“I think when a goalkeeper is a player of the season, it’s because something is wrong.”
Not the words of a rival supporter after Manchester United gave the Player of the Year award to David De Gea for a record fourth time in five years, but the words of Jose Mourinho in January 2017; they were very much intended as a dig at his predecessors David Moyes and Louis van Gaal, but can now be read as an admission – sent like a gift from the recent past – that all really is not well at United.
A team finishing second should not be lauding their goalkeeper above all others. A team spending almost £300m in transfers in two years should not be lauding their goalkeeper above all others. A team that boasts the two most expensive footballers in British football history should not be lauding their goalkeeper above all others. This should be the reserve of relegation battlers and mid-table scrappers. That Burnley, Leicester, Stoke and West Brom were the only four Premier League clubs to reward their goalkeeper last season – and Jordan Pickford has swept the board at Everton’s end-of-season do this week – tells you everything you need to know.
More damning still is the scale of the victory. As Manchester United themselves revealed: ‘There were more than 107,000 votes, with De Gea receiving two thirds of the final count (67 per cent). Jesse Lingard came second (10 per cent), while Romelu Lukaku was a close third (eight per cent).’

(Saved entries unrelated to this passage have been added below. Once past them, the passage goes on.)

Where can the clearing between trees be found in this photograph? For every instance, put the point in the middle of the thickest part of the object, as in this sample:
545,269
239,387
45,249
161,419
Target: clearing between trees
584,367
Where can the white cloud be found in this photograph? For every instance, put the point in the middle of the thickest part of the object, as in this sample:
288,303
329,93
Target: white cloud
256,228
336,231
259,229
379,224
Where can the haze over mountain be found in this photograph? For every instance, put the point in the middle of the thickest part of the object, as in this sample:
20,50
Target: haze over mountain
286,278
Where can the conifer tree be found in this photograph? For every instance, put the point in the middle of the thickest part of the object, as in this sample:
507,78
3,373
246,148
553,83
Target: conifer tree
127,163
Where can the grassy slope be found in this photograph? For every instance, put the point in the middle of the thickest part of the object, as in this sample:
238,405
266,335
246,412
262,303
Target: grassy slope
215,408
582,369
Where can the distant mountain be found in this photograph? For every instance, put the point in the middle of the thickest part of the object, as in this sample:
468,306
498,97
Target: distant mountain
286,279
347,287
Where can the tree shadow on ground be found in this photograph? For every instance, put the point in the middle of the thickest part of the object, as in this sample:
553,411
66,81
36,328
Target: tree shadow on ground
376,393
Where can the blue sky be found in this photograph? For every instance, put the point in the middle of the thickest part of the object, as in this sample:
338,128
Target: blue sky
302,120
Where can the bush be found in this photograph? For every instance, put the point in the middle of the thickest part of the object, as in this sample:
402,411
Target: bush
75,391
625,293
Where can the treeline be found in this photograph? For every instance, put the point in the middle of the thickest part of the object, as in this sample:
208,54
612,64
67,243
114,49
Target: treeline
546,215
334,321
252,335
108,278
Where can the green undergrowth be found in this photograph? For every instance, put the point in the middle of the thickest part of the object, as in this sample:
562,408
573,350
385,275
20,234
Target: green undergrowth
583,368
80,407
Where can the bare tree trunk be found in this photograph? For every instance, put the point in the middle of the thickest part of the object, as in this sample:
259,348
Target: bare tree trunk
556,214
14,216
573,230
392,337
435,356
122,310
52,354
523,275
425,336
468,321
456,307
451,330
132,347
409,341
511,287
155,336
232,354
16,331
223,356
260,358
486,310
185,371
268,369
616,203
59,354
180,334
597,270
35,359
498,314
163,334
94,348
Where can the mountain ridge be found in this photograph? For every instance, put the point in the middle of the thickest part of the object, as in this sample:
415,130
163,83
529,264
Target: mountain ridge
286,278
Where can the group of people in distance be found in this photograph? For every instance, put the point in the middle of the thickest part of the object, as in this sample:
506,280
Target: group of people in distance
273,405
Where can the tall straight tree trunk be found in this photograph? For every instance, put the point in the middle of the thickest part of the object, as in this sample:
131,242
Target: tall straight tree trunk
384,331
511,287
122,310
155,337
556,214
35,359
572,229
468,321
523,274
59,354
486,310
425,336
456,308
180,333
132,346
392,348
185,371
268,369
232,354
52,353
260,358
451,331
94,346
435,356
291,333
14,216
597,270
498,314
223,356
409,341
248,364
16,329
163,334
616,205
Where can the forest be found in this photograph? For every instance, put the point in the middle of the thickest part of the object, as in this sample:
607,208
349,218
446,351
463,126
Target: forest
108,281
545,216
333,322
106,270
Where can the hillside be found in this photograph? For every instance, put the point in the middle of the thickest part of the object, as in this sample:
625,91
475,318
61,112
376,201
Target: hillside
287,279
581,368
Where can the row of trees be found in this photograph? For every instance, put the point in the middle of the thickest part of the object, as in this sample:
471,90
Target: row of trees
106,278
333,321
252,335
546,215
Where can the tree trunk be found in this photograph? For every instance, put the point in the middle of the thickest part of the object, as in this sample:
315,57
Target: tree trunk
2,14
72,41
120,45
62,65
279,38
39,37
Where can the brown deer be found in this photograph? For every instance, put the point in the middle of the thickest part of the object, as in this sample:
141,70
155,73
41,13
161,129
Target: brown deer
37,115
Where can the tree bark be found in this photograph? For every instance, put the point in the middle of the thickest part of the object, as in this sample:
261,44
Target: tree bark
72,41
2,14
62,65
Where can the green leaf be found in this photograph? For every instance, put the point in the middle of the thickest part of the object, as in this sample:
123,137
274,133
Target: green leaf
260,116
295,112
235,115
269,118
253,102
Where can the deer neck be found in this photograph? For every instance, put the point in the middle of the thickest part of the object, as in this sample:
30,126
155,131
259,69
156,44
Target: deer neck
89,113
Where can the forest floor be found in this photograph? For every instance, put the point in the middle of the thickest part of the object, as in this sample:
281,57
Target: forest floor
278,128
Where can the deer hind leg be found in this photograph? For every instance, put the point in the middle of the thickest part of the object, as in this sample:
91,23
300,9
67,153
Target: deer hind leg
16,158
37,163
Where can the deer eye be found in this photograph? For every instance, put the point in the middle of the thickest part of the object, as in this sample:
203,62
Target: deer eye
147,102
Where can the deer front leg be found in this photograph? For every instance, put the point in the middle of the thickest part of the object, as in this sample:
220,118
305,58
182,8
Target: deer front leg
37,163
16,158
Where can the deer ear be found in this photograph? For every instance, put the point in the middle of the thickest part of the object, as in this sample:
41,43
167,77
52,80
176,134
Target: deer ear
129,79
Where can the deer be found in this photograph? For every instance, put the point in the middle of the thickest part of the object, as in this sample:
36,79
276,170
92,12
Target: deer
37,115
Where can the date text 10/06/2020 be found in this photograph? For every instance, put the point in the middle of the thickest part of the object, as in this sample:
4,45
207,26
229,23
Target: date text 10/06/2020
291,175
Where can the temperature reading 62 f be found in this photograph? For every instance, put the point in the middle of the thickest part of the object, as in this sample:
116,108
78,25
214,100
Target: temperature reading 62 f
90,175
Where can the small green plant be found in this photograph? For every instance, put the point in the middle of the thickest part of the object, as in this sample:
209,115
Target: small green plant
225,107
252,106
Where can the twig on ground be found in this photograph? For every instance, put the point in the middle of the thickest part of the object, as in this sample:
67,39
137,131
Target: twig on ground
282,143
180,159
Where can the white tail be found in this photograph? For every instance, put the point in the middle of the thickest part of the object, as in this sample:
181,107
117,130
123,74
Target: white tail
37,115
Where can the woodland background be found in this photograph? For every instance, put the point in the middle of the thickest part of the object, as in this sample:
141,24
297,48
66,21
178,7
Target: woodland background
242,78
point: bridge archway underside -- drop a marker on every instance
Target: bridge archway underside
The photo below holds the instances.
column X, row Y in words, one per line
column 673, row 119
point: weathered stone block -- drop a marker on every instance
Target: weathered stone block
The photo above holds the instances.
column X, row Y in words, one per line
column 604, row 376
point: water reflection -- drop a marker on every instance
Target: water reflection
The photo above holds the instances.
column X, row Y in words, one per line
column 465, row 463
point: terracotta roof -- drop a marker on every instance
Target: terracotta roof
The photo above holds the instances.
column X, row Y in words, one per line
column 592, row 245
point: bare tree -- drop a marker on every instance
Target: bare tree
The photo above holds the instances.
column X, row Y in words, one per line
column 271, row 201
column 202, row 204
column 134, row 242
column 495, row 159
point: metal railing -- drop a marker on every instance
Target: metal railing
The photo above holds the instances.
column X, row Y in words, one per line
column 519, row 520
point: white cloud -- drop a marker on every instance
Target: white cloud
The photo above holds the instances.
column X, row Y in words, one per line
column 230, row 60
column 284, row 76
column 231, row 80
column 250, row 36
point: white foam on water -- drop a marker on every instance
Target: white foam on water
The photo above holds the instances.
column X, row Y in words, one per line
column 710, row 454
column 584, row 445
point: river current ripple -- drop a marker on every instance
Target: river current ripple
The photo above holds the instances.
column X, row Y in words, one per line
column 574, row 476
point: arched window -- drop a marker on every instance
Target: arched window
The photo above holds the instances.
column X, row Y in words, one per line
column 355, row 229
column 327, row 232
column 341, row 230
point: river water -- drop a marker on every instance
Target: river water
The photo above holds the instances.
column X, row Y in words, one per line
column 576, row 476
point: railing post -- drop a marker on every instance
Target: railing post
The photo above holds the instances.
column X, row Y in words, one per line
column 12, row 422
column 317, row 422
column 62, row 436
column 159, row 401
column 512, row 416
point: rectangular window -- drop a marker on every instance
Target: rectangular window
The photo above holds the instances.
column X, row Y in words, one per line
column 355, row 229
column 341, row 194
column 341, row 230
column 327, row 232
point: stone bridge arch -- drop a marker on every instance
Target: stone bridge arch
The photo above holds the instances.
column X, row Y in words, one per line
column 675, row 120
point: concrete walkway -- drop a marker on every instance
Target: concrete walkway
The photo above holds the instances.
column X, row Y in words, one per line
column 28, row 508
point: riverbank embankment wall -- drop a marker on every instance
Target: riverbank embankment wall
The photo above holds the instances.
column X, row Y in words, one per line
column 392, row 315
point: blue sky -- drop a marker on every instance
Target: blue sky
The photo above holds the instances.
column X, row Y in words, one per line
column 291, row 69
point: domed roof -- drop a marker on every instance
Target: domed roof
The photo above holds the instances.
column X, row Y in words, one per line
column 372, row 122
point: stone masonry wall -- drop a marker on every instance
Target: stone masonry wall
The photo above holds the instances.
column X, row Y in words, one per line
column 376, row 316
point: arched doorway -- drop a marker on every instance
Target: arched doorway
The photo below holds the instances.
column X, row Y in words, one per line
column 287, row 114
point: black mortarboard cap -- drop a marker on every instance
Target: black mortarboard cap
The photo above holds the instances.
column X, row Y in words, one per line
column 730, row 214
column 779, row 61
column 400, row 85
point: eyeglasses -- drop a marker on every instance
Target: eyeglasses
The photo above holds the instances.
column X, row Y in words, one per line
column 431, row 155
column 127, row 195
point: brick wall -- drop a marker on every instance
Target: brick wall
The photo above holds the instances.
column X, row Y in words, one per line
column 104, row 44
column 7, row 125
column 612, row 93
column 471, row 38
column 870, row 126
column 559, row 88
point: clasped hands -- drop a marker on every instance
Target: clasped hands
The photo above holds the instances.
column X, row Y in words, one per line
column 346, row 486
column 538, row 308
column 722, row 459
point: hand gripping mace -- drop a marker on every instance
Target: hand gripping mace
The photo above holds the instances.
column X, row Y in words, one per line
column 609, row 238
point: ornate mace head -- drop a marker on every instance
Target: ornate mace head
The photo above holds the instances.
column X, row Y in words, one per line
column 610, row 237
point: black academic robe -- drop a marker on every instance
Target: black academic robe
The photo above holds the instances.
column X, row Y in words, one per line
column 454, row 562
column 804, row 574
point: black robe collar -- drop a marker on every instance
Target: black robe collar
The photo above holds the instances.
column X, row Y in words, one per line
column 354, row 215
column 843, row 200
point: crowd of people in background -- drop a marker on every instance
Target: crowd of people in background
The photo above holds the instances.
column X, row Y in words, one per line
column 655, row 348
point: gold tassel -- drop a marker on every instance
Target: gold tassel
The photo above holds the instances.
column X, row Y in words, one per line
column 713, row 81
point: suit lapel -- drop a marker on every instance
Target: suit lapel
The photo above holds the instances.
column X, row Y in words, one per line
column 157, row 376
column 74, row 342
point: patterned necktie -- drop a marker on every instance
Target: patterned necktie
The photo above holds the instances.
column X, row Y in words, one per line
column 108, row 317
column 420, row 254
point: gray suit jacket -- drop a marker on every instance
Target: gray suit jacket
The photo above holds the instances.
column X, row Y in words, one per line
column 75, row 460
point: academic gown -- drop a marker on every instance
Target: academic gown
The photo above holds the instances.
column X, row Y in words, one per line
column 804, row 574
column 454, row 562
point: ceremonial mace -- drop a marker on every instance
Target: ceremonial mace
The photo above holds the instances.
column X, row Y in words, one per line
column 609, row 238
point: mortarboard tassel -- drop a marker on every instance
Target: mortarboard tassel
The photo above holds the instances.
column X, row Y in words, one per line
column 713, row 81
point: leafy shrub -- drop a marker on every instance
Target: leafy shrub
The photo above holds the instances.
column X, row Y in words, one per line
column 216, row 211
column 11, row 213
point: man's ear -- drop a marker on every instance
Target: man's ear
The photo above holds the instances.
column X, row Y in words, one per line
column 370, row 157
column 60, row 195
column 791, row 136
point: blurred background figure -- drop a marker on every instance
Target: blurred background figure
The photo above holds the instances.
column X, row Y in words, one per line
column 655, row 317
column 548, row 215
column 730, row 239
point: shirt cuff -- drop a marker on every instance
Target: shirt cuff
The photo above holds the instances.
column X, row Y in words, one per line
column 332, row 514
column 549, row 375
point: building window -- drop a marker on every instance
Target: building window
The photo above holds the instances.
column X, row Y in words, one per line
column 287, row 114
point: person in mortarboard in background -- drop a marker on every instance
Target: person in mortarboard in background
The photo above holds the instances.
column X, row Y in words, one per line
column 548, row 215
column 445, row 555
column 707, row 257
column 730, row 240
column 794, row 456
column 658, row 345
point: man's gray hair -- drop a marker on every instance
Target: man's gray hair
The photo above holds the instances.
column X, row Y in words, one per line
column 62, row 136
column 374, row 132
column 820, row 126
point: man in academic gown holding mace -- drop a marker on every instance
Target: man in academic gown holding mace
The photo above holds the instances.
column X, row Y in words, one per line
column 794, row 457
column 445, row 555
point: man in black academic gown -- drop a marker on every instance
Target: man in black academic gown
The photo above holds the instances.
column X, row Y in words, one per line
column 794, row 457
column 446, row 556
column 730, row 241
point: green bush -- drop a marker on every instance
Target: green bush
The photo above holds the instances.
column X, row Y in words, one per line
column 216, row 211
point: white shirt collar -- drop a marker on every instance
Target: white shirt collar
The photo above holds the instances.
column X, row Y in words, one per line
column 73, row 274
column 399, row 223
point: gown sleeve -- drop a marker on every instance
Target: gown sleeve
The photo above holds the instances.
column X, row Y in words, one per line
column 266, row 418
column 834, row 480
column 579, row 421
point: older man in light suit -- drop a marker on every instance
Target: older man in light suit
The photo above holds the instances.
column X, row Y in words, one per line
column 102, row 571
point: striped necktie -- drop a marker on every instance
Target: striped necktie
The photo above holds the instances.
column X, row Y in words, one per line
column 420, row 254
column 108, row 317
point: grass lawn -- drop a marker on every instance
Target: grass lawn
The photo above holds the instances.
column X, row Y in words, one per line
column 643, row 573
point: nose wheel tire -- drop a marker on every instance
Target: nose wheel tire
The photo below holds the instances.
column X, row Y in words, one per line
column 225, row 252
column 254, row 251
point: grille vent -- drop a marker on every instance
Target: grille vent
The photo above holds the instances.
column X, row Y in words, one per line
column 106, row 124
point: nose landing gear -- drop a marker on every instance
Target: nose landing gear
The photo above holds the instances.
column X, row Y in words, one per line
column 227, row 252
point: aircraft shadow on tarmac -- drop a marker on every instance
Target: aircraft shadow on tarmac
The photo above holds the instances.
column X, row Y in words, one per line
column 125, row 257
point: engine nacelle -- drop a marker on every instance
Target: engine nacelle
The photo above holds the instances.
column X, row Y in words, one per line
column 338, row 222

They then pretend that ‘the 27-year-old faced stiff competition for United’s Player of the Year gong from several team-mates’ as if we had not just read that breakdown of the votes. This was a landslide. This was a shellacking. Lukaku has scored a not-too-shabby 27 goals in a United shirt this season but the Spaniard still polled over eight times move votes. #Davesaves you see. Thankfully for United. Because without him they really would be in trouble.
De Gea also won the players’ award, with Zlatan Ibrahimovic revealing that the Spaniard received his vote, though beginning your explanation with “even if a goalkeeper shouldn’t win player of the year…” is another admission that this is an unusual scenario for an elite club. Of the current top six, only two goalkeepers other than David de Gea have won their club’s Player of the Year award in the last decade. Pepe Reina won it at Liverpool in 2009/10 with 75% of the vote and Rafa Benitez was then sacked; Petr Cech won it at Chelsea in 2010/11 and Carlo Ancelotti was then sacked. It is not a choice that reflects well on a manager.
If your goalkeeper is your player of the season, it usually means three things: a) your attack has failed to ignite, b) your defence has failed to protect your goalkeeper and c) your goalkeeper is excellent. In United’s case, c) is indisputable, while a) is at least partly true as United have scored the fewest goals in the top four. But it is b) that is the real issue here – there is no world in which David de Gea facing only five fewer shots on target this season than West Brom’s Ben Foster is acceptable. More than that, it’s embarrassing.
Jose is right – when a goalkeeper is a player of the season, it’s because something is wrong.